Medical expert’s affidavit in opposition to summary judgment fails to establish a triable issue on causation because it is “purely conclusory”

This case points up the extreme care and attention to detail that a plaintiff’s attorney must exercise in reviewing an expert’s affidavit in opposition to summary judgment.  The case is Fernandez v. Alexander (Calif. Ct. of Appeal, 2nd Div., 1/28/2019), https://www.courts.ca.gov/opinions/documents/B283949.PDF.  The plaintiff was referred to the defendant, an orthopedic hand surgeon, for treatment of a displaced fracture of the left wrist.  The options were surgery and casting; the defendant recommended the latter.  When the cast was removed, the plaintiff’s hand was deformed (dorsal angulation).  The plaintiff claimed that the defendant should have recommended surgery and that casting caused the deformity to be significantly worse than it would otherwise have been.

The defendant moved for summary judgment.  The affidavit of the defendant’s expert opined that casting and surgery were equally acceptable treatments under the standard of care.  He further opined that “nothing [defendant] did or failed to do caused plaintiff any harm or injury.  The callous formation and dorsal angulation of the patient’s hand…was a potential outcome of both casting and/or surgical intervention.”

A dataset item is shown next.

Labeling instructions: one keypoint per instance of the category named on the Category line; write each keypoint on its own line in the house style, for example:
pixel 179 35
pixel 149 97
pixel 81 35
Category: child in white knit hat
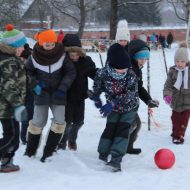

The plaintiff’s expert’s affidavit in opposition opined that “the standard of care required [defendant] to discuss and recommend surgical intervention for the open repair with internal fixation [ORIF] of the left wrist to correct the displacement,” and therefore the defendant breached the standard of care by recommending casting.  Thus, the plaintiff established a triable issue of material fact on the standard of care issue.  But the trial court ruled, and the court of appeal agreed, that the affidavit fell short on the issue of causation:

[W]hen an expert’s opinion is purely conclusory because unaccompanied by a reasoned explanation connecting the factual predicates to the ultimate conclusion, that opinion has no evidentiary value…. Regarding causation, the plaintiff must offer an expert opinion that contains a reasoned explanation illuminating why the facts have convinced the expert, and therefore should convince the jury, that it is more probable than not the negligent act was a cause-in-fact of the plaintiff’s injury.  On the causation issue, [the plaintiff’s expert] simply stated that, based on the records and his training and experience, his opinion, based on a reasonable degree of medical probability, was that defendant’s care and treatment “caused Plaintiff’s further deformity of her left wrist.”   Notably, [the plaintiff’s expert] does not opine that surgery would have produced a better outcome.  [He] does not challenge or even address [the defense expert’s] opinion that what happened to plaintiff’s hand (the callous formation and dorsal angulation) was a potential outcome of both treatments.  In short, he offered no reasoned explanation connecting the factual predicates to the ultimate conclusion, and that is the very definition of a purely conclusory opinion.  (Internal quotation marks and citations omitted; emphasis added.)

I don’t know whether what’s involved here is careless drafting of the affidavit or careless editing, or if the plaintiff’s expert was simply unwilling to provide the necessary opinion on causation (that surgery would probably have resulted in a better outcome) and the attorney had no choice but to take a chance with the best language he could get from the expert.  One wonders, though, why the plaintiff’s expert would be reluctant to say that surgery would probably have produced a better outcome, when he had no hesitation in saying straightforwardly that the standard of care required the defendant to recommend surgery.